Teen boy killed by box jellyfish at Queensland beach

A 14-year-old boy has died after being stung by a box jellyfish while swimming at Eimeo Beach in Mackay Queensland on Saturday.

The teen was reportedly seen leaving the water around 2:30 pm with two meters of deadly tentacles wrapped around his legs.

Lifesavers and other beachgoers rushed to his aid offering CPR after the boy went into cardiac arrest.

The ambulance reportedly arrived soon after and transported him to Mackay Hospital where he sadly died a short time after.

Eimeo Beach in Mackay, Queensland, Australia closed
The teen went into cardiac arrest before beachgoers performed CPR but he died not long after going to hospital. Source: Facebook

One mother told the Daily Mercury the teenager had stumbled through the water with an “unreadable expression on his face" before letting out a groan for help.

“He had gone into shock,” Kirby Dash told the publication.

Other parents began screaming at their own kids who were still swimming in the water at the time, she said.

Eimeo Surf Life Saving Club (SLSC) president Ross Gee said the boy was doused with eight gallons of vinegar, as recommended by Queensland Ambulance Service, while a group of men helping the boy tried to remove the stingers from his body.

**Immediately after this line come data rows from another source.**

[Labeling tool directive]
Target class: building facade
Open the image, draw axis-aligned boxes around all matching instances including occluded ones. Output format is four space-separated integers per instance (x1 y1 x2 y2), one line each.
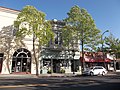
0 7 81 74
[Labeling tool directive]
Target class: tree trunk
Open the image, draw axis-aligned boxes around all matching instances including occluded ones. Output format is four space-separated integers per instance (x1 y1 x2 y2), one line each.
33 35 39 76
6 52 10 73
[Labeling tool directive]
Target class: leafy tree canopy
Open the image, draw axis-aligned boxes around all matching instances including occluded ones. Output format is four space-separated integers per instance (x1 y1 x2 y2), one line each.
64 6 100 50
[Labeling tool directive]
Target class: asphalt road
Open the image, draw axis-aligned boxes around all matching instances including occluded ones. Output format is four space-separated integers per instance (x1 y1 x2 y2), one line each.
0 75 120 90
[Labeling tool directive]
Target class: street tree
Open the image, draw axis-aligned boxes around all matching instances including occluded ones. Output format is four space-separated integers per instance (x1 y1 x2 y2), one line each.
0 25 15 73
64 5 100 69
14 5 53 75
104 34 120 70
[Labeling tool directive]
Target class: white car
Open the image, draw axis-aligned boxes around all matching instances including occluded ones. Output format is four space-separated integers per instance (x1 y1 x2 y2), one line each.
83 66 107 76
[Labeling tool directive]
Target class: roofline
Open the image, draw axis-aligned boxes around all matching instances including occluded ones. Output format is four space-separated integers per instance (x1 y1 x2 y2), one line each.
0 6 21 14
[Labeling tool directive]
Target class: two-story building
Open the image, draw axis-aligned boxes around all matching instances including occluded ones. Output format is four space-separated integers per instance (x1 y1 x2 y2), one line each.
0 7 81 74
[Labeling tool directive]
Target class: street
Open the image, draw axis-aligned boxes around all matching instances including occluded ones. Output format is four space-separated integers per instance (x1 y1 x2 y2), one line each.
0 75 120 90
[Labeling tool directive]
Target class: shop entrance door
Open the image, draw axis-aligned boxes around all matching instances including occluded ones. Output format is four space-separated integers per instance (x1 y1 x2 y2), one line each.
53 60 60 73
12 48 31 73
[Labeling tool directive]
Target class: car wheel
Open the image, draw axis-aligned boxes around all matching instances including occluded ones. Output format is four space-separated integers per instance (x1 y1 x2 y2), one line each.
90 72 94 76
102 71 105 76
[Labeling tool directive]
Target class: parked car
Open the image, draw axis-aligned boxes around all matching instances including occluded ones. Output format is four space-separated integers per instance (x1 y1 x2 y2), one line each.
83 66 107 76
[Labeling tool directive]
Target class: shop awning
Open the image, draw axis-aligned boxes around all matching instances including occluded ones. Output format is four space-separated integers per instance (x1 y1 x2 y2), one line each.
80 57 111 62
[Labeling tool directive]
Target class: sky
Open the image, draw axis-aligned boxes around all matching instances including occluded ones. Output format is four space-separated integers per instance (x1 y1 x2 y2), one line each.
0 0 120 39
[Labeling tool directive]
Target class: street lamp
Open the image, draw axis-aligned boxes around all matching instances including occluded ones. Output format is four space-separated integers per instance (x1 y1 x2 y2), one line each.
72 50 75 74
101 30 109 68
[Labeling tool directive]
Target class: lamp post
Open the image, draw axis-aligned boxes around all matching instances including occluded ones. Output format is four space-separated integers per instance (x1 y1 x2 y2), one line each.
101 30 109 68
72 50 75 74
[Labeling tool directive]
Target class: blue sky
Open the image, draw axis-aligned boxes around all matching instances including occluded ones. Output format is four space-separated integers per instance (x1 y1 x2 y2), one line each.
0 0 120 39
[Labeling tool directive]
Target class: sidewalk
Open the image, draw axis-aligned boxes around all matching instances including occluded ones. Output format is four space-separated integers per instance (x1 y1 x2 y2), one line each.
0 73 76 79
0 71 120 79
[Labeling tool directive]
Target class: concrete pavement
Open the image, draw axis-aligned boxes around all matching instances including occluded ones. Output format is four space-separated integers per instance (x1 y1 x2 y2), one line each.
0 72 120 79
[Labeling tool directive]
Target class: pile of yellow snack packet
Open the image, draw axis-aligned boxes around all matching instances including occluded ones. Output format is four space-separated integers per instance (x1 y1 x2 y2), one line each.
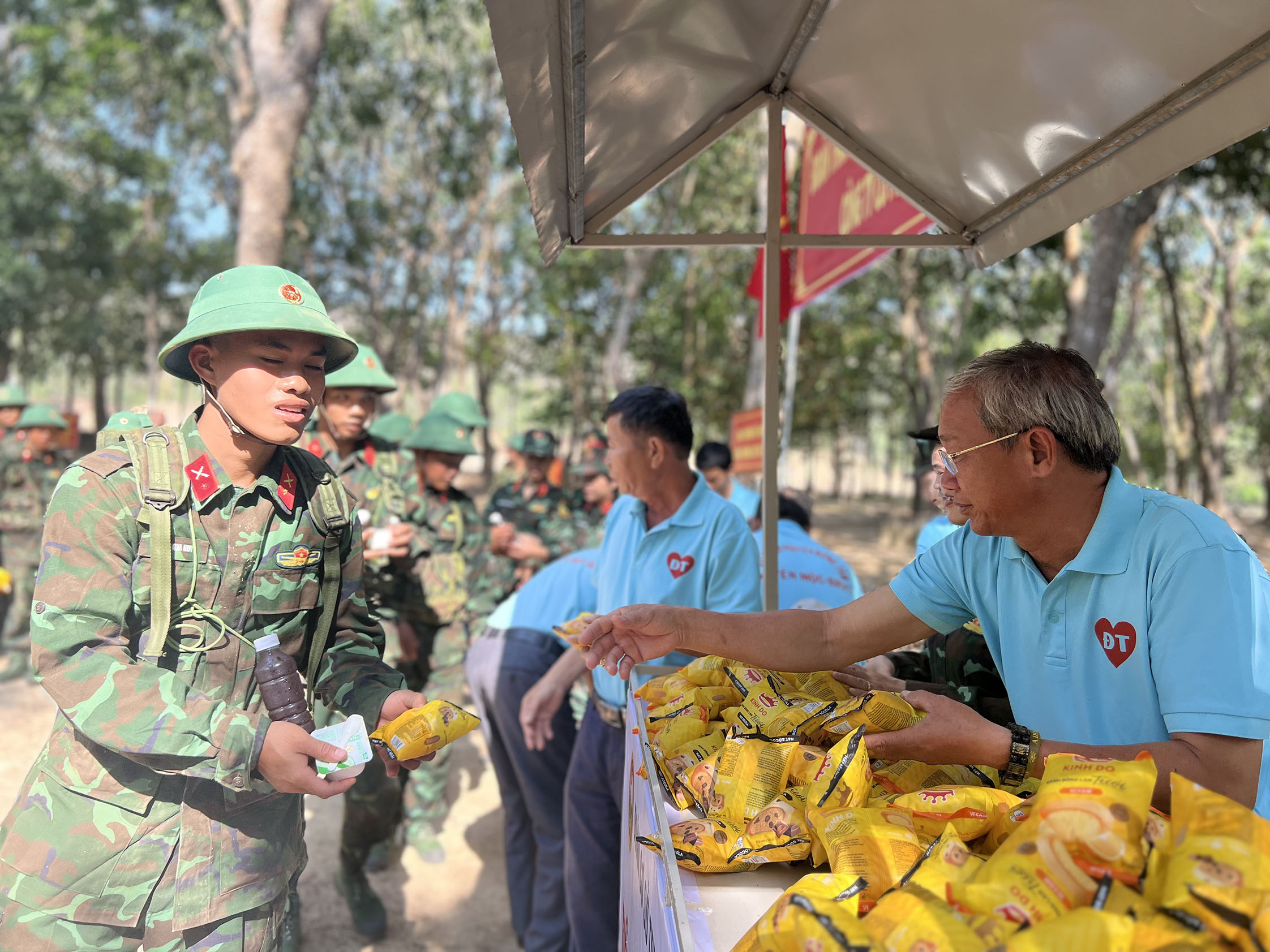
635 657 1270 952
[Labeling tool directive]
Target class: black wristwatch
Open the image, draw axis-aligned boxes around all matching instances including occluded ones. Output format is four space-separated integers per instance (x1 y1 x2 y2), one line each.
1001 723 1032 787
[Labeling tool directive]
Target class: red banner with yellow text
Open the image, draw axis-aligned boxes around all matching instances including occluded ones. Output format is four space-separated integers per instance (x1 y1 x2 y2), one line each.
790 128 933 307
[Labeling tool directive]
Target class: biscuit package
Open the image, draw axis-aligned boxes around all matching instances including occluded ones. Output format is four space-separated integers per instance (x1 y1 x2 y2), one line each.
371 699 480 760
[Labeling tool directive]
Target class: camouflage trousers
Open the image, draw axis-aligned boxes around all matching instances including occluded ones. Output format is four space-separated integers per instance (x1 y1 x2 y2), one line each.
0 860 287 952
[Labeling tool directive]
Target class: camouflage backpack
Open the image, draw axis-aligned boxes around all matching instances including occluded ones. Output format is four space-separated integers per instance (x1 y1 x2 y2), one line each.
99 427 352 708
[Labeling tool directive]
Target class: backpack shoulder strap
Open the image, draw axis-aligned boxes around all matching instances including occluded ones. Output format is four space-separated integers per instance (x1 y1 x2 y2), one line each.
123 427 189 660
285 447 352 709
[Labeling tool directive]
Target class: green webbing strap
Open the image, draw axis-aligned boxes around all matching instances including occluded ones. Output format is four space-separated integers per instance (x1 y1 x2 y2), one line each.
296 462 352 711
141 430 181 659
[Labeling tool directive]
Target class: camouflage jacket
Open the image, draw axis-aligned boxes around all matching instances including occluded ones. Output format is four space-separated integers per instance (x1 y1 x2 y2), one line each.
469 480 581 618
407 486 489 627
306 433 423 618
888 622 1014 725
0 414 402 929
0 448 66 543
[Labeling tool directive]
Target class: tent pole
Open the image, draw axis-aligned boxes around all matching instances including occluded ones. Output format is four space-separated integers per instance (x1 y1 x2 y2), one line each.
762 97 785 612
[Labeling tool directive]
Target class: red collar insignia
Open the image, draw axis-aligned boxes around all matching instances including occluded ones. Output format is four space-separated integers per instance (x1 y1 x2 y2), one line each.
186 453 221 503
278 463 296 511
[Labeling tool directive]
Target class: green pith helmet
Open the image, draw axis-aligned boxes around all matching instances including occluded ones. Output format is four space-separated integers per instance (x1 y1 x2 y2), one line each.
521 430 556 457
327 344 396 394
428 391 489 427
102 410 155 433
368 414 414 446
159 264 357 384
0 384 31 407
16 404 70 430
401 411 477 456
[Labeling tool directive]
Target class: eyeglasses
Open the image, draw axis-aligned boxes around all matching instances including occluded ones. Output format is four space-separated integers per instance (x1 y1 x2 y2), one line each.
936 430 1022 476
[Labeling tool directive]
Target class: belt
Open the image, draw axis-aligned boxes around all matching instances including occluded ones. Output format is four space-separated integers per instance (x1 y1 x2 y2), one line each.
590 683 626 731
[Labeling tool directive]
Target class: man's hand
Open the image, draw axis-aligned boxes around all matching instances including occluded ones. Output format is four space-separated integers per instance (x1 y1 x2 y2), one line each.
489 522 516 555
362 522 414 558
568 605 683 678
255 721 357 800
507 532 551 562
865 691 1010 769
521 671 569 750
375 691 436 777
833 655 906 697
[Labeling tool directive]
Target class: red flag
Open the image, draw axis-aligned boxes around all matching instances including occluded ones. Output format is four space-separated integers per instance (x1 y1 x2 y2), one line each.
745 126 794 337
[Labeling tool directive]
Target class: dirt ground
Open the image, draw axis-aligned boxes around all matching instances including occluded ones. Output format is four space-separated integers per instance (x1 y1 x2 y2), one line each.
0 499 1266 952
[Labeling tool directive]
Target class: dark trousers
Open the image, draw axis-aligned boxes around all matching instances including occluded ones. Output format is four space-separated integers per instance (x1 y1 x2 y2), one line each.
469 628 577 952
564 703 626 952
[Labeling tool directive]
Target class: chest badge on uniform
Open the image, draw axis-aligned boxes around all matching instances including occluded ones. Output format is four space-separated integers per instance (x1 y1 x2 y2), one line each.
1093 618 1138 667
278 546 321 568
278 463 296 509
666 552 697 579
186 453 221 503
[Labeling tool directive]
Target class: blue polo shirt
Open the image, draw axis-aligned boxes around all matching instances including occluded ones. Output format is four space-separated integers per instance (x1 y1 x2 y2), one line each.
592 473 763 707
507 548 599 632
890 468 1270 811
754 519 864 608
917 514 962 555
728 485 762 519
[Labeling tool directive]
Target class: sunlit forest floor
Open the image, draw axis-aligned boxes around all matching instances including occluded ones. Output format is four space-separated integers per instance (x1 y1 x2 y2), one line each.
0 499 1270 952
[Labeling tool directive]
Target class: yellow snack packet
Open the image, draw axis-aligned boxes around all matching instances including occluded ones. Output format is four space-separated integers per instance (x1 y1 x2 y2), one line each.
790 744 827 787
371 698 480 760
634 674 696 708
680 655 737 687
645 704 710 754
551 612 595 651
824 691 926 734
874 760 1012 794
706 734 797 825
797 671 852 701
1160 773 1270 915
895 824 984 896
890 787 1022 842
808 801 926 912
635 817 810 873
864 885 988 952
733 873 875 952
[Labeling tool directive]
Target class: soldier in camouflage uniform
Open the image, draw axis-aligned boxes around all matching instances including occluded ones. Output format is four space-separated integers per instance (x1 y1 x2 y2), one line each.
0 265 424 952
297 344 417 941
402 410 489 863
0 404 67 680
0 384 29 459
570 429 619 548
469 429 578 630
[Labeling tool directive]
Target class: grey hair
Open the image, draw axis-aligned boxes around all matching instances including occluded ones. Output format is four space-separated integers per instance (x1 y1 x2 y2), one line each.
947 340 1120 472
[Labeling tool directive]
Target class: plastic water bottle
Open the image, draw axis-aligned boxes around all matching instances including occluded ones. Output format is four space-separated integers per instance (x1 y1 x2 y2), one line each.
253 635 316 734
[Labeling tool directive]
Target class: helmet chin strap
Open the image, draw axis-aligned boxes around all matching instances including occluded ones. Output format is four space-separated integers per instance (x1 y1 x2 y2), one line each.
203 381 282 447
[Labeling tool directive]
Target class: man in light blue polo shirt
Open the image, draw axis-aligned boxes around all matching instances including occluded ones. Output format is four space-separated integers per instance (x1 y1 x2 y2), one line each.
581 342 1270 812
754 489 864 610
466 548 599 952
697 443 761 519
556 386 762 952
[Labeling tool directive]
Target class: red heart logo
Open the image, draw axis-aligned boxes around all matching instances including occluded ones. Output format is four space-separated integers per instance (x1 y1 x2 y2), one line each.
666 552 696 579
1093 618 1138 667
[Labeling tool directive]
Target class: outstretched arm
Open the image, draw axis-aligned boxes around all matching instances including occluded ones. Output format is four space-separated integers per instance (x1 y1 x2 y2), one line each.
569 588 933 678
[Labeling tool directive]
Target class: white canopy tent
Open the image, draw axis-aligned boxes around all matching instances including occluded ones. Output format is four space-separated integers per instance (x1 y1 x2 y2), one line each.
485 0 1270 608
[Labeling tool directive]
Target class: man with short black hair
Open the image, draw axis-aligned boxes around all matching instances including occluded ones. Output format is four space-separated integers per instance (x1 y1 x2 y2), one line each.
578 342 1270 815
697 443 760 519
540 386 761 952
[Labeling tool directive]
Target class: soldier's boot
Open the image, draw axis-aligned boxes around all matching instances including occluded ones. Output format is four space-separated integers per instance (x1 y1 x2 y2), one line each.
278 889 301 952
335 852 389 942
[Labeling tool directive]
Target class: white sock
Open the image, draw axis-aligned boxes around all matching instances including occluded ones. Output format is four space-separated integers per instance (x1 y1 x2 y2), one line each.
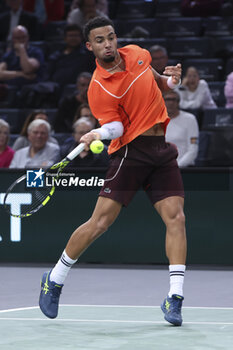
168 265 185 298
50 250 78 284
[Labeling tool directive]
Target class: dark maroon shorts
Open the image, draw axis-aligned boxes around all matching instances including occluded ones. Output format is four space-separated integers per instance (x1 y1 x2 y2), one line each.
99 136 184 206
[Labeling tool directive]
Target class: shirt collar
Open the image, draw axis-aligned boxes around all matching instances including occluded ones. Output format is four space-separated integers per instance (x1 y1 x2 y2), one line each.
95 49 128 79
11 6 22 17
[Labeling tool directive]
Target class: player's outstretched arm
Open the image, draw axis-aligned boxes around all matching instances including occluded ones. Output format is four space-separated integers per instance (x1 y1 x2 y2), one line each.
152 63 182 92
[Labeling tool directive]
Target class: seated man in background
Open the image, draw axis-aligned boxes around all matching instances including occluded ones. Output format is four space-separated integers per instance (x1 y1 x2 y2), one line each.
61 117 109 168
224 72 233 108
0 26 44 87
67 0 107 28
12 109 58 151
0 0 40 42
177 66 217 110
10 119 60 168
45 24 94 86
149 45 168 74
54 72 91 133
164 90 199 167
0 119 15 168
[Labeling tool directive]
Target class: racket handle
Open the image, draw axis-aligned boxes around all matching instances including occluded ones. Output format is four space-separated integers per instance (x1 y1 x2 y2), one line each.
66 143 85 160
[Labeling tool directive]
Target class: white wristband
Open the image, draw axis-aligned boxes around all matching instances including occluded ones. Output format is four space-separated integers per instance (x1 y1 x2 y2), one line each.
167 77 181 90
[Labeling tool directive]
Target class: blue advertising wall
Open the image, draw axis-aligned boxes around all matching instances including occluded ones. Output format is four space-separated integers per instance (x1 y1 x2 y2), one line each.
0 168 233 265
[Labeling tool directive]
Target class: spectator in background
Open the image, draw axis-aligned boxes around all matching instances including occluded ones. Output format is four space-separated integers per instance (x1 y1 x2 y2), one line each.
61 117 109 168
67 0 107 28
23 0 65 23
177 67 217 110
96 0 108 17
164 90 199 167
10 119 60 168
0 119 15 168
181 0 223 17
73 103 99 128
0 0 40 42
149 45 168 74
54 72 91 133
224 72 233 108
45 24 94 86
0 26 44 87
12 110 58 151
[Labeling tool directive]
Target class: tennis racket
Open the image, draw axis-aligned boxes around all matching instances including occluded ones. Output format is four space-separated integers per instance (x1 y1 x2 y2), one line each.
3 143 85 218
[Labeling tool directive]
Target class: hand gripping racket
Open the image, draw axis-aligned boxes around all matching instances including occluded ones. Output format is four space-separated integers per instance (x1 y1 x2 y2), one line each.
3 143 85 218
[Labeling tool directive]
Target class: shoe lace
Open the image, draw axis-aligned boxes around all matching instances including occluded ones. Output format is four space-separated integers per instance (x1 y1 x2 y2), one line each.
171 298 182 313
50 286 62 300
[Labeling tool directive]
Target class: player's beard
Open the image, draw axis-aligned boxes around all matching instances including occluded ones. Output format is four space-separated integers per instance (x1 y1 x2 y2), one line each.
103 56 115 63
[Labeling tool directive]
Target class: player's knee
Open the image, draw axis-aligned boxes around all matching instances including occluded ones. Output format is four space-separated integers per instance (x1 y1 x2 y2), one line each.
90 216 111 239
168 208 185 226
96 216 111 234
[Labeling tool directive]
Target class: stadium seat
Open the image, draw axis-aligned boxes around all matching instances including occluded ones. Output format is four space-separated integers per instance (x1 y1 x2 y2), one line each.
163 17 202 37
114 18 162 38
208 81 226 107
45 40 65 59
156 0 181 17
182 58 223 81
52 133 72 146
168 37 211 60
61 84 76 100
205 125 233 167
118 38 168 49
226 58 233 75
212 36 233 59
30 41 45 53
45 108 57 126
8 134 20 147
0 41 6 57
44 21 67 41
0 108 26 134
202 107 233 130
203 17 233 36
195 130 211 167
116 0 155 19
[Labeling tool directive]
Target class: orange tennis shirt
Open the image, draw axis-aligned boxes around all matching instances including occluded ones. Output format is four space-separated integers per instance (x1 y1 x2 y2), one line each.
88 45 169 154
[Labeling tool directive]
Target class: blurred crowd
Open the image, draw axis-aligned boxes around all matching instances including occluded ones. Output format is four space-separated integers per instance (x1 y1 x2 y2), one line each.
0 0 233 168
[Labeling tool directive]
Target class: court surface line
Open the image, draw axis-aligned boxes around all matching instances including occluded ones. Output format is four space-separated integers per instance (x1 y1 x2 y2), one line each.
0 304 233 313
0 317 233 326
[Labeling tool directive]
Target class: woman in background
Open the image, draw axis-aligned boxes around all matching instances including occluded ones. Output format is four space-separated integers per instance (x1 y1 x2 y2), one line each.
0 119 15 168
12 110 58 151
176 67 217 110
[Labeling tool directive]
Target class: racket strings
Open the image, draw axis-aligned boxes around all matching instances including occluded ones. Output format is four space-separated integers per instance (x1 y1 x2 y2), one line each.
5 179 52 216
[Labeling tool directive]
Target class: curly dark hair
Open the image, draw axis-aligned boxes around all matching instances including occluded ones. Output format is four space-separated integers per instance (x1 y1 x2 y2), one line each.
83 16 114 41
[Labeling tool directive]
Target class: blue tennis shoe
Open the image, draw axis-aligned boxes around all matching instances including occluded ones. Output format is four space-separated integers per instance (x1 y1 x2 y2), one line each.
39 271 63 318
161 294 184 326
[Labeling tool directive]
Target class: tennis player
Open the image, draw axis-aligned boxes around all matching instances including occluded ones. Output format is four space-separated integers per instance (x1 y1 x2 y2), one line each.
40 17 186 326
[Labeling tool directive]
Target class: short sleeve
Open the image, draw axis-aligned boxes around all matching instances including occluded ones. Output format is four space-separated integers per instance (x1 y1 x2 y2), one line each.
88 81 122 125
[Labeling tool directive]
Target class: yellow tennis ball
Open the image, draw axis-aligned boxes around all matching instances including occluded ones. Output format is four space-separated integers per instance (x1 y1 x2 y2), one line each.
90 140 104 153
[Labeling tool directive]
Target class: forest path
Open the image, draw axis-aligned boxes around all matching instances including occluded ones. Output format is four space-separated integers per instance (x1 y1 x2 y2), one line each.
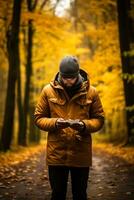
0 145 134 200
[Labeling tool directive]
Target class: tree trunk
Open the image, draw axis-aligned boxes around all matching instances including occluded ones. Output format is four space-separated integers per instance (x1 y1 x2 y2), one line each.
1 0 22 151
19 20 33 146
117 0 134 143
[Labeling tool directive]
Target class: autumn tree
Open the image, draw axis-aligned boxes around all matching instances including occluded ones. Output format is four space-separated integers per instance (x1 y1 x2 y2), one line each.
1 0 22 151
117 0 134 143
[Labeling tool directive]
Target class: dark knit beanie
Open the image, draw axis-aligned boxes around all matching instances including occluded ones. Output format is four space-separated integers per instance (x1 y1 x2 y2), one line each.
59 56 79 78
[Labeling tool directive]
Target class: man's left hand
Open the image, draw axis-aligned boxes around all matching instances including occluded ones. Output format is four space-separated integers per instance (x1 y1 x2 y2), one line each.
69 119 85 131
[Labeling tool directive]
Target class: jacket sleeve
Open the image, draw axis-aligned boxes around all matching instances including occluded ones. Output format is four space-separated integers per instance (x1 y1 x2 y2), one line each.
34 88 57 131
83 88 104 133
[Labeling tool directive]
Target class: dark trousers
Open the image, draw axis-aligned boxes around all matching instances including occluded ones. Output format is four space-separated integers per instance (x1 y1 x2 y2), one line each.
48 166 89 200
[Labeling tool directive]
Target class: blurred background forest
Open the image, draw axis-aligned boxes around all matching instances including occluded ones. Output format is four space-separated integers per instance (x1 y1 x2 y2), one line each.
0 0 134 151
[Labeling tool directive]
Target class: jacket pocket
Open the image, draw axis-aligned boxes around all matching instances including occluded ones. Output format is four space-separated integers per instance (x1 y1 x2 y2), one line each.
76 99 92 119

The beach is now closed for the rest of the weekend as the SLSC warns swimmers to "stay out of the water."

Grave warning about box jellyfish

The box jellyfish is considered one of the most dangerous marine animals in Australian waters and they've caused more than 70 fatalities in Australia, according to Queensland Health.

The species that is most often associated with deaths in Australia is Chironex fleckeri, Professor Culum Brown from Macquarie University told Yahoo News Australia.

"The venom (a neuro toxin) is so strong it can cause cardiac arrest within two minutes and it's arguably the most dangerous venom in the sea," he said.

The box jellyfish is one of the most deadly sea creatures
The box jellyfish is one of the most deadly sea creatures. Source: Getty

Named for their body shape, box jellyfish have 15 deadly tentacles covered with tiny darts loaded with poison, otherwise known as nematocysts, according to the National Ocean Service.

“People and animals unfortunate enough to be injected with this poison may experience paralysis, cardiac arrest, and even death, all within a few minutes of being stung,” their website reads.

The boy's death is the second in just over a year after a 17-year-old boy died near Cape York in February 2021.